The bike-sharing economy has been rapidly growing without a halt. An investment professor explores a few factors heavily contributing to the non-stop surge of the popularity of the service anywhere in the world.
According to Jeffrey Towson of Peking University, the contributing aspects why this service has continued to gain nods, especially in China, can be attributed to the place itself, the degree of local competition and mobile payment adoption, among many others. Despite that, he has emphasised that the bike-sharing market owes its growth entirely to the bicycles themselves.
Also read: Singapore's bike-sharing firms mull stricter parking policies
"These bikes grow organically and rapidly in their usage, and this growth requires virtually no marketing spend or support from headquarters," writes Towson in a blog post. "It is an amazing phenomenon that is driven almost entirely by the bikes (i.e. the wild assets) themselves."
Towson notes that bike-sharing services started out small and the progress starts from placing bikes on the streets, waiting after people get the word out of it.

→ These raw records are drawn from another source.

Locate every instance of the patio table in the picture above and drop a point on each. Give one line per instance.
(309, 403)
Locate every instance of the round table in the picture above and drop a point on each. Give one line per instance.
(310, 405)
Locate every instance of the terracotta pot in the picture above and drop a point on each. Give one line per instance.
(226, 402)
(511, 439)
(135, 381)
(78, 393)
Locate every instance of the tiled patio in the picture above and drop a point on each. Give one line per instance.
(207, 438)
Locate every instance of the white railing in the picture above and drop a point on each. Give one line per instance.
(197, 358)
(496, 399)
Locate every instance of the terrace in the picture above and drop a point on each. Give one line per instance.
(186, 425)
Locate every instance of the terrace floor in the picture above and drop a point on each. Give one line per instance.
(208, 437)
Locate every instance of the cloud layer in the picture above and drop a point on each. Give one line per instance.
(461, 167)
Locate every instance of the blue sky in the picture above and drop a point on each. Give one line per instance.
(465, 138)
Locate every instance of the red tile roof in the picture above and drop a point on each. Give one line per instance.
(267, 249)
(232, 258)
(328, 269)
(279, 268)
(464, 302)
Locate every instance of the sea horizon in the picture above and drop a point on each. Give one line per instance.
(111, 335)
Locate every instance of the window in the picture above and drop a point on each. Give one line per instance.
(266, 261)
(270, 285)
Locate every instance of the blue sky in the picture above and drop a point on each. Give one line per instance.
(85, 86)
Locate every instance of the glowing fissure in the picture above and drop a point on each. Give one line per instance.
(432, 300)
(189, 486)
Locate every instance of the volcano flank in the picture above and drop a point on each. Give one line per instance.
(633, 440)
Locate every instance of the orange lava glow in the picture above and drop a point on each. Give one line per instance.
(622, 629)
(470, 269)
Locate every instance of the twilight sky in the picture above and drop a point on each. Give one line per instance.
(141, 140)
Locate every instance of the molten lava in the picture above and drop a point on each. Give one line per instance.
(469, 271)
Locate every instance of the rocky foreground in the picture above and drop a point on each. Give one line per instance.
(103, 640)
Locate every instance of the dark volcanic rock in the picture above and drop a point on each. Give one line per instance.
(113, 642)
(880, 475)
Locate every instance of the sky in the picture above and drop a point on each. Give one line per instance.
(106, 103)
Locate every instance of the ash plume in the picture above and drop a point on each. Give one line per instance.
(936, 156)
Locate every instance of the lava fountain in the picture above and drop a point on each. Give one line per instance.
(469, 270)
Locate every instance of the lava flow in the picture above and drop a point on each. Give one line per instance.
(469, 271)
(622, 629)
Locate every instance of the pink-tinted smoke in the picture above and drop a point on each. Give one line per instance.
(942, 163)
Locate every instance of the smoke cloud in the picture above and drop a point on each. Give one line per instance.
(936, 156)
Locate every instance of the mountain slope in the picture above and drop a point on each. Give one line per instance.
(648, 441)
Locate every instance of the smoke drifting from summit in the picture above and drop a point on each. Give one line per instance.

He cites Mobike just did that beginning in Manchester with 1,000 bikes in initial deployment.
"The important factor in this process is that the bikes themselves attract the users, get them to download the app, and then deliver the service to them," notes Towson. "The marketing, sales, and delivery of the service are all done by the asset on the sidewalk."
In Singapore, the bike-sharing community continues to take off despite regulatory lapses. However, companies Mobike, Ofo and oBike had already held a dialogue with the Land Transportation Authority to discuss the implementation of stricter parking policies, particularly for bicycles, to regulate indiscriminate parking violations.